In five appearances in Lansing, Viola at times looked fully in control of an uncontrollable pitch before earning a promotion to the Class A advanced Dunedin Blue Jays. He didn’t give up a run in his first two starts for the Lugnuts, leaving batters baffled.

“The hitters have had a tough time. They’ll see something, and it’ll disappear and end up nowhere near where they thought it was,” Klein said. “When it’s working, it’s unhittable.”

Matt Dean, one of the Lugnuts’ corner infielders, says opposing hitters who manage to get on base are often left shaking their heads.

“They’ll say, ‘Man, he throws one that looks like a beach ball coming in, and he throws another that you can’t even touch,” Dean said.

The knuckleball can be humbling for its pitchers, too. It can be affected by the wind or a split fingernail, making a pitch that’s unhittable one day an easy offering the next.

In his third start for Lansing, Viola came back down to earth, giving up six runs, five hits and six walks without completing five innings, for his first loss.

His coaches say his progress will have its bumps, but they’re impressed with the overall speed of Viola’s development.

His command of the knuckleball was inconsistent when he first unveiled it for the Jays in March. Lately, the ball has been finishing more sharply rather than tumbling weakly as it crosses the plate.

“The improvement since spring training with that pitch has been night and day,” said Lansing’s pitching coach Vince Horsman, the Nova Scotia native who spent five seasons in the majors.

The knuckleball can be as varied as the men who have thrown it throughout baseball’s history. Viola needs to find his own version of the pitch that works for him, Horsman said.

“He’s trying to take his personality and infuse it into that pitch, so it will be his own and not compared to somebody else who throws that pitch,” he said.

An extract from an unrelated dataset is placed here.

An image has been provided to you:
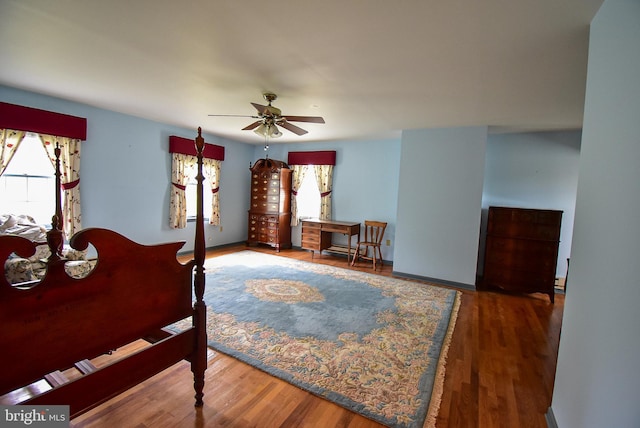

Viola believes his knuckler is good enough to get him to the majors. No wonder he’s pitching with an urgency he didn’t have in his first stint in professional baseball.

“Like any guy who gets a second chance, you try to tell him there’s no timetable. But I know he feels he has to get there sooner rather than later,” Horsman said.

“I try to remind him not to treat every bad pitch like it’s life or death. If you start pitching like that, you’ve got the weight of the world on your shoulders… You have to just go out there and trust it, and let it fall where it may.”